N Engl J Med 1998; 338:391-393February 5, 1998

Article

To the Editor:

Khuroo et al. (Sept. 25 issue)1 demonstrated that percutaneous drainage, combined with albendazole therapy, is a safe alternative to surgery for the treatment of uncomplicated hepatic hydatid cysts. A remarkable point in this study is that nine patients with multivesicular cysts were treated with percutaneous drainage.
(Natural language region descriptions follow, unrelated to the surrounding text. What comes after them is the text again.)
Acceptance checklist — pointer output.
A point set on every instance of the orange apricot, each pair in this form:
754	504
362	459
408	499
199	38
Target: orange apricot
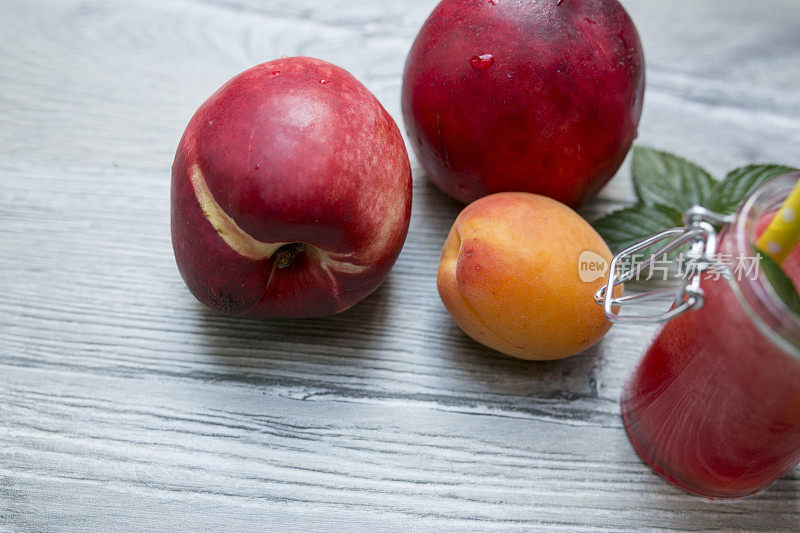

Generally, multivesicular cysts are not considered to be an indication for percutaneous drainage, according to the guidelines of the World Health Organization's Informal Working Group on Echinococcosis.2 All daughter cysts have to be punctured separately during the same procedure, which is technically difficult and time-consuming and may result in additional complications.

Khuroo et al. seem to have solved these problems, since percutaneous drainage of multivesicular cysts, in their hands, apparently did not result in major complications. It would be interesting to know the details of their approach to percutaneous drainage of multivesicular cysts.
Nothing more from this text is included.